Example of return result:
From this, we can see that the version of Microsoft Visual C++ Redistributable is 14.29.30037, so a higher version of Microsoft Visual C++ Redistributable needs to be installed. Download link: https://learn.microsoft.com/en-us/cpp/windows/latest-supported-vc-redist?view=msvc-170
Both x86 and x64 versions need to be installed.
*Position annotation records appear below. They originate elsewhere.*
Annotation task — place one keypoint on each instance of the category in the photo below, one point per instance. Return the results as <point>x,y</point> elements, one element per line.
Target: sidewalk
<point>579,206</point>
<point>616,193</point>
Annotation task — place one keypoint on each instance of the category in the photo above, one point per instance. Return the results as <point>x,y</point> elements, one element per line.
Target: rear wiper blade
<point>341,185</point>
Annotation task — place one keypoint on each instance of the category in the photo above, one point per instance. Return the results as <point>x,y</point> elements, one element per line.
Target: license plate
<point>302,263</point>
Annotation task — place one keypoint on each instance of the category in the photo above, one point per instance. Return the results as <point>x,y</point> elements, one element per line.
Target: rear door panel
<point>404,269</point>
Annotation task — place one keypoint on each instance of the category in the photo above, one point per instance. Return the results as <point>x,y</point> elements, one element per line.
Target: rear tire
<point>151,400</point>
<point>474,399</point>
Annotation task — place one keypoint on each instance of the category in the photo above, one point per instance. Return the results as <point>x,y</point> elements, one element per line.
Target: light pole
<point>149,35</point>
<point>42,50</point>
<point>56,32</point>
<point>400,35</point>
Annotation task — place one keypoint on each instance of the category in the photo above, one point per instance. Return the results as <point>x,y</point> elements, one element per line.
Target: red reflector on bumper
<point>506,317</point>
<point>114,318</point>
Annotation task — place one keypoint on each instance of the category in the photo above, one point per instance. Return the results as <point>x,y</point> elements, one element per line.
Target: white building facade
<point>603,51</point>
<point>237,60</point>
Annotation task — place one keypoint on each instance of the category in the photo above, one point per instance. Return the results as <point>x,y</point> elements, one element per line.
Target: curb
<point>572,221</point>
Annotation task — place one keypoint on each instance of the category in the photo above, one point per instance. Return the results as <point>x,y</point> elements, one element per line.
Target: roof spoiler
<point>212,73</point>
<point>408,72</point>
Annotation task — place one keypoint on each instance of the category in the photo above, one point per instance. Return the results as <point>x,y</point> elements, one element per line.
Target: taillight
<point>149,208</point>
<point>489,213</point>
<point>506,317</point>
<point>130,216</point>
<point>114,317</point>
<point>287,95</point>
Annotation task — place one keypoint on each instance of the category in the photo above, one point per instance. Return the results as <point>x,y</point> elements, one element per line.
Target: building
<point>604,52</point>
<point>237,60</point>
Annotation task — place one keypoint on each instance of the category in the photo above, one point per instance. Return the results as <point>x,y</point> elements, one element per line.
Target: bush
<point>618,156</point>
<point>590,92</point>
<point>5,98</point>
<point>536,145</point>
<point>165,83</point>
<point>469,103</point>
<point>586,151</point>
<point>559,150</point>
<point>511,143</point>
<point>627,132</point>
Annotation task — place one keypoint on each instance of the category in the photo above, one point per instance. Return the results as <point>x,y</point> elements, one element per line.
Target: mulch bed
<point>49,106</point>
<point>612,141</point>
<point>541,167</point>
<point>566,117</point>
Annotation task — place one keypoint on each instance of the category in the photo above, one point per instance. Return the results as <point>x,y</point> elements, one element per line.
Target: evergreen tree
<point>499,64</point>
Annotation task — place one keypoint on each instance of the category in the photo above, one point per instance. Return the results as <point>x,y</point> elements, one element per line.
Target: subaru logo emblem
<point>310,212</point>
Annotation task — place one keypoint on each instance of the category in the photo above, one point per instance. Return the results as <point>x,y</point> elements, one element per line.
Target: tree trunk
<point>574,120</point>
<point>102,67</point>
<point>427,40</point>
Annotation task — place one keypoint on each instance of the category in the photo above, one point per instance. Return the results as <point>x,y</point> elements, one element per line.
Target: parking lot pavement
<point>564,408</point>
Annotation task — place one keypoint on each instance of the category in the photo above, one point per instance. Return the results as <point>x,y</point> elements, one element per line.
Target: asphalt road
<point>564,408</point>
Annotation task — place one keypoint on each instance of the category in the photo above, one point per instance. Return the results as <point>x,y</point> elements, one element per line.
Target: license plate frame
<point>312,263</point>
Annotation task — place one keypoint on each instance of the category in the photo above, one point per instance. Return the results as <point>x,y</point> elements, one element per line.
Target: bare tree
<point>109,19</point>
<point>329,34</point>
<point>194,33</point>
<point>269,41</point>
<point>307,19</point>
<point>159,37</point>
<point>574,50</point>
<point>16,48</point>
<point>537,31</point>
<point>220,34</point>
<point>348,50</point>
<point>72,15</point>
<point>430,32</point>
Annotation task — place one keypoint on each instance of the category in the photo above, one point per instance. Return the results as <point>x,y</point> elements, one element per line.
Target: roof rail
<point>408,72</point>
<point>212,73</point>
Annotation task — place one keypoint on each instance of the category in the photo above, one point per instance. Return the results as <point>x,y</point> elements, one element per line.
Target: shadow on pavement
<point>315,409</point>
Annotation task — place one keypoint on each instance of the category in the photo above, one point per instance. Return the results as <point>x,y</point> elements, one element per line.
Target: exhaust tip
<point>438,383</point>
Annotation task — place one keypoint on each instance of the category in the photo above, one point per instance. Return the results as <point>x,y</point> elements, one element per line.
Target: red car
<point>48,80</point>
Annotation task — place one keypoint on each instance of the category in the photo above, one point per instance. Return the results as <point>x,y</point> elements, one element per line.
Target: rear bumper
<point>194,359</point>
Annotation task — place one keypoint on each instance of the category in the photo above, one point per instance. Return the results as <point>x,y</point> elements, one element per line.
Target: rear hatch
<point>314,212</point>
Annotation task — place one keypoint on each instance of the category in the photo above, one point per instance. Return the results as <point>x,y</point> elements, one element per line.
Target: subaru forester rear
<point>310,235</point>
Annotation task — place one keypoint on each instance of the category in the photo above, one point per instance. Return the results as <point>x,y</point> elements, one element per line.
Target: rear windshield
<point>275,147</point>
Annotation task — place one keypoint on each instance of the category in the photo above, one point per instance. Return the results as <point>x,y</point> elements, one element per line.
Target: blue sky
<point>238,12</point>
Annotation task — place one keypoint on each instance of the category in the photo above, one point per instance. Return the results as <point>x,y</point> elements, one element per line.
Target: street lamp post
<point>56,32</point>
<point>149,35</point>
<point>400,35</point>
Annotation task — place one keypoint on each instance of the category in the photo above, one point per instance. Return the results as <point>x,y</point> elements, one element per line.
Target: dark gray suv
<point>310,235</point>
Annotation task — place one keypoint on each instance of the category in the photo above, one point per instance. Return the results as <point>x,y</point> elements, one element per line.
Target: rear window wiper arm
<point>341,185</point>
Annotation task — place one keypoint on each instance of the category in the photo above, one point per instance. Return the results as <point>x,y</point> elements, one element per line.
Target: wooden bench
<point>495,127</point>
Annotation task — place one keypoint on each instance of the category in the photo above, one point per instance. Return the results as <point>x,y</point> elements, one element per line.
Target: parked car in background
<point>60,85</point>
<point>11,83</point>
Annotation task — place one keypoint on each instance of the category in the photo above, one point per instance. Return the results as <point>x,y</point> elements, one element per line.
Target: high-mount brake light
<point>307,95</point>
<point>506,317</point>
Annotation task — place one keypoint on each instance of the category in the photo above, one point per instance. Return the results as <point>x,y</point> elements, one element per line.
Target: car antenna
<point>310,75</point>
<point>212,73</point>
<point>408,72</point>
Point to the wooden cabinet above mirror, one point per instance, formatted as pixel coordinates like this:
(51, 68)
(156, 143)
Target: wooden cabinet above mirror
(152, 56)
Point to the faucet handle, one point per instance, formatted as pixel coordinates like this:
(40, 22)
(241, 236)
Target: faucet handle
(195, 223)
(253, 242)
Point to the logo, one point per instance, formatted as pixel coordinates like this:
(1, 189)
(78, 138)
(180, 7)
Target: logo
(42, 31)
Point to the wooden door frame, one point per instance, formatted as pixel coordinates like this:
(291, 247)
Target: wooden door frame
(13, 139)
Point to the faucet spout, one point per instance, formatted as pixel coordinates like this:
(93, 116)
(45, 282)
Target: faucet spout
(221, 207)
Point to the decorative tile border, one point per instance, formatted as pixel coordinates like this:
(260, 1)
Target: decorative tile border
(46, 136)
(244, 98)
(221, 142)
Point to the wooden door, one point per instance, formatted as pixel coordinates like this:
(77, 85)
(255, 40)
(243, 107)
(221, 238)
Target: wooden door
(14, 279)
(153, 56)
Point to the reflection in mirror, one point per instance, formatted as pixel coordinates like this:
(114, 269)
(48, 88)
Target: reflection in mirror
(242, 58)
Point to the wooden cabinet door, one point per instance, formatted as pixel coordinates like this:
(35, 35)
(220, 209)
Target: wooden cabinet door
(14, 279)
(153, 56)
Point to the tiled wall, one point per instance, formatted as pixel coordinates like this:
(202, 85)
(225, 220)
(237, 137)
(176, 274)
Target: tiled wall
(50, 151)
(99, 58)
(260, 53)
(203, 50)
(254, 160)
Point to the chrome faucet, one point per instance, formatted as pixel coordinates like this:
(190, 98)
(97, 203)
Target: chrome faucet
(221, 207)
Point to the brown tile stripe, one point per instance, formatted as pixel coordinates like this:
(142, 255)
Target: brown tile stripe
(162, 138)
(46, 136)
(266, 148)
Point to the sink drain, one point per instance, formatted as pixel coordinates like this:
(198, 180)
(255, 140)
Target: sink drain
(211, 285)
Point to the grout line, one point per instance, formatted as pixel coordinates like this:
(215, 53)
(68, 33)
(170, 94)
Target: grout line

The successful operation of veeam-creds is shown in the following figure
0x05 Brief Analysis of CVE-2023-27532
Y4er published a POC for obtaining plaintext credentials by calling CredentialsDbScopeGetAllCreds: https://y4er.com/posts/cve-2023-27532-veeam-backup-replication-leaked-credentials/
1. Credential Location
The location corresponding to the plaintext credentials here is: Veeam Backup & Replication Console -> Manage Credentials. The default plaintext password is empty, as shown in the following figure
The debug breakpoint location is Veeam.Backup.DBManager.dll -> CCredentialsDbScope, as shown in the following figure
2. Data Parsing
The final return result of the POC is serialized XML. After decrypting ParamValue with Base64, plaintext data can be seen, but the format is incorrect and there are garbled characters
Here, you can call Veeam's built-in DLLs to deserialize the data and get the correct format
Code example for formatted output string:
Need to reference DLL files:
Veeam.Backup.Common.dll
Veeam.Backup.Configuration.dll
Veeam.Backup.Interaction.MountService.dll
Veeam.Backup.Logging.dll
Veeam.Backup.Model.dll
Veeam.Backup.Serialization.dll
Veeam.TimeMachine.Tool.dll
Compiled files need to be used in a local environment with Veeam installed; otherwise, an error message will be displayed:
An example of the program's successful execution result is shown in the figure below
0x06 Summary
This article takes CVE-2023-27532 as an example to introduce the relevant issues and solutions for setting up a Veeam Backup & Replication vulnerability debugging environment.